The alternative to teaching people smarter decisions was a thought balloon from one law professor suggesting that instead of requiring everyone to know everything about finance -- we all already have not just our day jobs but our secondary job as tech support for our computers and phones and tablets -- we should encourage the growth of a "cadre" of financial advisors who would not have any particular interest -- life insurance salesmen and stock brokers are not financial advisors, they're salespeople -- but who would, for a fee, give people advise and help them make decisions.

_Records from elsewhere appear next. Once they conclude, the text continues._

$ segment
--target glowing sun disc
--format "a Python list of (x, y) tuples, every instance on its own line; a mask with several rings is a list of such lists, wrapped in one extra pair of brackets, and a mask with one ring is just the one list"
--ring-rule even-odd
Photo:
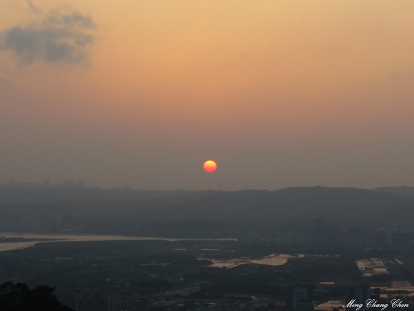
[(208, 161), (206, 161), (204, 162), (203, 168), (204, 169), (204, 171), (206, 171), (207, 173), (213, 173), (216, 169), (217, 169), (217, 164), (215, 162), (209, 160)]

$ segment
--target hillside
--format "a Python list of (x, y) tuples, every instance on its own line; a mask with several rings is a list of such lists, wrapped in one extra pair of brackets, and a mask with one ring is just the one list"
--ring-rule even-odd
[(414, 187), (381, 187), (373, 190), (377, 192), (391, 192), (406, 198), (414, 198)]
[(361, 218), (414, 216), (414, 200), (355, 188), (290, 187), (275, 191), (218, 192), (194, 202), (135, 211), (157, 219), (278, 221), (295, 217)]

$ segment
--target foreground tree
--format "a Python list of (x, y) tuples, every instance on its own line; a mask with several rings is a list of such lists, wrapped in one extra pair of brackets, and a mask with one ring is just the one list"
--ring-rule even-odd
[[(1, 292), (9, 293), (0, 299), (1, 311), (73, 311), (62, 304), (53, 294), (56, 288), (43, 285), (30, 289), (21, 283), (7, 282), (0, 285)], [(1, 297), (1, 296), (0, 296)]]

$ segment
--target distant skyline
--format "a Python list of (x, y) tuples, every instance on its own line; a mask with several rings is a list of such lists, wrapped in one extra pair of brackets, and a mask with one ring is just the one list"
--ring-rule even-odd
[(413, 9), (3, 0), (0, 182), (414, 186)]

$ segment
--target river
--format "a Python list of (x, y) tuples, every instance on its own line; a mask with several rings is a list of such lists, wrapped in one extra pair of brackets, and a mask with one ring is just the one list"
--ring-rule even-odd
[(6, 238), (50, 238), (49, 241), (23, 241), (16, 243), (0, 243), (0, 252), (19, 249), (30, 247), (37, 243), (47, 243), (50, 242), (81, 242), (94, 241), (129, 241), (129, 240), (164, 240), (164, 241), (236, 241), (234, 238), (154, 238), (150, 236), (99, 236), (93, 234), (20, 234), (13, 232), (0, 232), (0, 236)]

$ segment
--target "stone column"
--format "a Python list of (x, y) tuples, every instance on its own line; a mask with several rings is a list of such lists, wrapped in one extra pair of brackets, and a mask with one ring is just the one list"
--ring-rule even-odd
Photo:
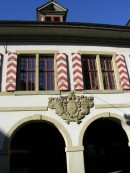
[(9, 173), (10, 154), (0, 153), (0, 173)]
[(67, 173), (85, 173), (83, 147), (66, 148)]

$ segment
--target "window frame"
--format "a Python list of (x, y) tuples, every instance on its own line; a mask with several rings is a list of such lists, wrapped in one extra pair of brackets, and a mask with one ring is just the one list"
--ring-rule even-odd
[(2, 70), (3, 70), (3, 54), (1, 56), (1, 65), (0, 65), (0, 92), (2, 91)]
[[(79, 51), (81, 55), (81, 59), (83, 55), (94, 55), (96, 56), (96, 66), (97, 66), (97, 75), (98, 75), (98, 82), (99, 82), (99, 90), (122, 90), (121, 84), (120, 84), (120, 78), (118, 73), (118, 68), (116, 64), (116, 53), (115, 52), (100, 52), (100, 51)], [(115, 76), (115, 89), (104, 89), (103, 85), (103, 77), (102, 77), (102, 70), (100, 65), (100, 56), (111, 56), (112, 57), (112, 64), (113, 64), (113, 70), (114, 70), (114, 76)]]
[[(47, 20), (47, 18), (50, 20)], [(56, 18), (58, 18), (59, 20), (55, 20)], [(46, 22), (62, 22), (62, 17), (60, 15), (45, 15), (44, 21), (46, 21)]]
[[(35, 58), (36, 58), (36, 69), (35, 69), (35, 90), (18, 90), (17, 88), (17, 84), (16, 84), (16, 91), (28, 91), (28, 92), (35, 92), (35, 91), (56, 91), (58, 90), (58, 86), (57, 86), (57, 67), (56, 67), (56, 55), (57, 55), (58, 51), (35, 51), (35, 50), (17, 50), (17, 54), (18, 54), (18, 59), (20, 58), (21, 55), (34, 55)], [(54, 90), (39, 90), (39, 57), (40, 55), (51, 55), (54, 57)], [(18, 59), (17, 59), (17, 62), (18, 62)], [(19, 67), (17, 67), (18, 69)], [(19, 71), (19, 70), (18, 70)], [(18, 79), (18, 75), (19, 75), (19, 72), (17, 71), (17, 76), (16, 76), (16, 79)]]

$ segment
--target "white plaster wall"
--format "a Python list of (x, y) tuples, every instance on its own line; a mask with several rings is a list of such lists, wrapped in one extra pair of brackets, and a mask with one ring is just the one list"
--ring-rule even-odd
[[(129, 48), (120, 47), (100, 47), (100, 46), (69, 46), (69, 45), (8, 45), (8, 51), (16, 52), (17, 50), (58, 50), (59, 52), (66, 53), (69, 59), (69, 72), (71, 80), (71, 89), (73, 90), (73, 75), (72, 75), (72, 61), (71, 53), (78, 51), (105, 51), (105, 52), (115, 52), (116, 54), (123, 54), (126, 58), (127, 67), (130, 73), (130, 58), (129, 58)], [(7, 55), (4, 52), (4, 46), (0, 46), (0, 53), (4, 54), (3, 62), (3, 77), (2, 77), (2, 91), (5, 91), (6, 86), (6, 67), (7, 67)], [(128, 104), (130, 103), (130, 93), (120, 93), (120, 94), (84, 94), (85, 96), (93, 96), (94, 104)], [(0, 107), (29, 107), (29, 106), (47, 106), (49, 97), (58, 97), (58, 95), (22, 95), (22, 96), (0, 96)], [(3, 134), (7, 134), (8, 131), (13, 127), (15, 123), (19, 120), (31, 116), (34, 114), (42, 114), (44, 116), (52, 117), (58, 122), (60, 122), (69, 132), (73, 145), (78, 146), (79, 144), (79, 134), (83, 125), (92, 116), (103, 112), (116, 113), (123, 117), (124, 114), (130, 113), (130, 108), (105, 108), (105, 109), (95, 109), (91, 108), (90, 114), (87, 115), (81, 124), (75, 122), (69, 125), (65, 123), (60, 116), (57, 116), (55, 110), (50, 108), (47, 111), (15, 111), (15, 112), (0, 112), (0, 131)], [(0, 137), (0, 149), (3, 146), (3, 136)]]

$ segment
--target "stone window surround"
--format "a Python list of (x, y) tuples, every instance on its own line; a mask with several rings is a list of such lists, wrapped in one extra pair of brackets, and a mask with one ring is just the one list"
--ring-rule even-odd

THAT is a wonderful idea, and one we already do in a great many areas: we have doctors to provide health advice, mechanics to provide car advice, lawyers to provide legal advice, and so on. In any area where problems can become complex and dramatic, we have disinterested fiduciaries who can be consulted to provide information.
Except finance.
The answer to finance is to teach people, but that may not work. I meet plenty of smart people who don't understand financial questions and who don't read the billions of pages of disclosures we all get every day. South Park has made fun of the fact that nobody reads that "I agree" statement before clicking it, but the other day, I saw a lawyer sign an agreement concerning a royalty without bothering to read it.
A lawyer.
Which, I'll admit, I do, too.
So will disclosing the actual price of airline tickets help people better understand what they're paying for? The current, unbundled system may cause people to spend
OVER TWENTY MINUTES!
trying to figure out airfares, but I don't expect that's causing people to give up in frustration and never fly. And the unbundled system helps disclose exactly how much of the price you pay goes towards being on the plane as opposed to having your luggage on the plane as opposed to having government regulations about the plane as opposed to just plain old taxes that get imposed on travelers everywhere.
So, to help consumers, we are going to provide them less information about what, exactly, they are paying for.
Imagine this: Right now, foods are required to contain a myriad of information about ingredients, and comparing those ingredients (as I do, since having a heart attack) can be difficult and time-consuming. Suppose I took a of me spending
OVER 20 MINUTES!
at the grocery store trying to figure out which Mini Wheats I wanted to buy as a replacement-for-Doritos-snack.
And suppose that led the Department of Whoever Is In Charge Of Food to conclude that this was wasteful, and instead, the boxes should simply say "Good" or "Bad."
It'd be easier for me to decide, wouldn't it? So shouldn't that be the rule? Car-buying is complicated, what with all the features and mileage and disclosures and add-ons and options. Why not just have a rule that says "One car, one price, no haggling, no little seller sheet," because deciphering all that information is time-consuming.
This rule is a quick-fix designed to help consumers who really don't need help -- airline travelers are far more likely to earn over $100,000 per year and 60% of all airline travelers have a college degree -- so that politicians can feel good about themselves while, in the long run, doing nothing, because consumers will now know less about how their price was calculated and will understand less the actual cost of things.
Also: How long until airlines are forced to disclose that your flight will in no way resemble the careless whisting of a feather through magical terrain?
1 comment:
This whole idea was probably generated by the lobbyist for Kayak or Orbitz or one of those travel sites that let people compare fares. They probably got tired of people Emailing them and whining that the flight they compared didn't actually cost what it said it would cost. These are probably the same people who stick their hands in lawnmower blades while the mower is running because it didn't SAY on the mower you couldn't do that!
But whatever, I've only flown on an airplane 3 times in my whole life, so this probably won't affect me much.
And to give the Marie Antoinette response, if you don't like this you should just fly on a private jet!